Sunday, June 9, 2019

A Tale of Taste, Learning and Information

A prominent sense of taste is key to learning anything well. Paraphrasing Jiro Ono, arguably the greatest sushi chef, "If your sense of taste is lower than that of the customers, how will you impress them?". For his chefs in training, he believes that it is the sensitivity of their palates that determine the heights that they will eventually attain.

This makes sense. The more sensitive the artist is to differences, more is learnt in each iteration. The more that the writer is affected by the images conjured by a piece of text, greater is the number of crumbled drafts that end up in the dustbin, and the resulting improvement. The more that the composer's heart rises with a particular rhythm of notes, more is the impetus to innovate.

Learning continues for as long as discrimination is possible and promptly ends when one is no longer able to do so. It may be said that the limits of discrimination determine the limits of learning. It is particularly fascinating that this maxim, of breaking down learning to the act of testing between alternatives, has resulted in, perhaps, in one of our greatest conceptual leaps.

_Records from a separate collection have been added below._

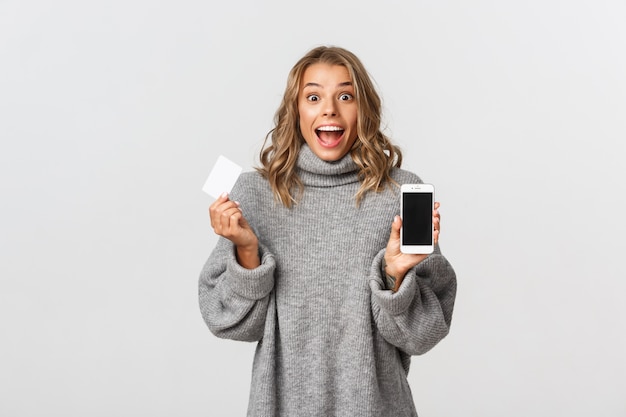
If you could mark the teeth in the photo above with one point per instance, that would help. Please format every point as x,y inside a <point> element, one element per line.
<point>329,128</point>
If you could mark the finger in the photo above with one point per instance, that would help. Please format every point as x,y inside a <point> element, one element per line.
<point>217,209</point>
<point>395,228</point>
<point>229,220</point>
<point>437,224</point>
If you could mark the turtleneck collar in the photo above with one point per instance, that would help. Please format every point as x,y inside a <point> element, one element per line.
<point>316,172</point>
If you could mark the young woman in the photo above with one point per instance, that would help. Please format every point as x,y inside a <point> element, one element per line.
<point>307,245</point>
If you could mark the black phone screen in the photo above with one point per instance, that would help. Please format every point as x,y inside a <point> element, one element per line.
<point>417,218</point>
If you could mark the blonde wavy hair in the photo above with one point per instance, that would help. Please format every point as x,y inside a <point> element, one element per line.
<point>372,151</point>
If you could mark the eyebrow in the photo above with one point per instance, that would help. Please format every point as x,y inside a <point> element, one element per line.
<point>344,84</point>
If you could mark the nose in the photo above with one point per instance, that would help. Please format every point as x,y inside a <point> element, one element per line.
<point>330,108</point>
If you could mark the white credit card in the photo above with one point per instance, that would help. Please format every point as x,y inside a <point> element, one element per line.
<point>222,177</point>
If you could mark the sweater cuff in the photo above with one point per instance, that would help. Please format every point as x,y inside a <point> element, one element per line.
<point>253,284</point>
<point>393,303</point>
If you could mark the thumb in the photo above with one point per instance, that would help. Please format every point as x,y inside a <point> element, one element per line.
<point>395,228</point>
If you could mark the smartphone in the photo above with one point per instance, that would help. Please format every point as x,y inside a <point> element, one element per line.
<point>416,209</point>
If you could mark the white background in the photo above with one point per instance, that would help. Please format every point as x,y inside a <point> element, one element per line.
<point>113,112</point>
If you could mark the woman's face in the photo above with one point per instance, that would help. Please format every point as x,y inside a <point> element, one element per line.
<point>328,110</point>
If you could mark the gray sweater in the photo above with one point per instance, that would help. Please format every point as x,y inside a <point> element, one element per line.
<point>331,340</point>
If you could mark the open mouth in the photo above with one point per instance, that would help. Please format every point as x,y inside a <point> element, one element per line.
<point>329,135</point>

Towards illustrating this, consider the following learning task. Suppose we have 𝑛 distinct integers arranged in some unknown order. Our task is to learn this arrangement, via continually querying for the larger number at two different locations.

Notice that there are 𝑛! possible ways in which these integers can be arranged. Also notice that there are 2ⁿ possibilities corresponding to an 𝑛-length binary sequence. We may thus draw a one-one mapping between each integer arrangement and a log₂(𝑛!) long binary sequence. On the other hand, using any known sorting algorithm of complexity O(𝑛 log₂𝑛), O(𝑛 log₂𝑛) queries suffice in determining the order. Now log₂(𝑛!) = O(𝑛 log₂𝑛). Therefore each of the O(𝑛 log₂𝑛) queries can be viewed as resolving one element of uncertainty in this binary sequence.

In other words, learning here is equivalent to the cumulative reduction in uncertainty that results from the tests. In order to generalize this example, let us retrace the steps we just took. Notice that once the learning task was framed, a space of alternatives was automatically created. Creation of this space is implicit in the definition of any such learning task. Thus, it makes sense to capture and characterize the complexity of the particular learning task via the size of this alternative space.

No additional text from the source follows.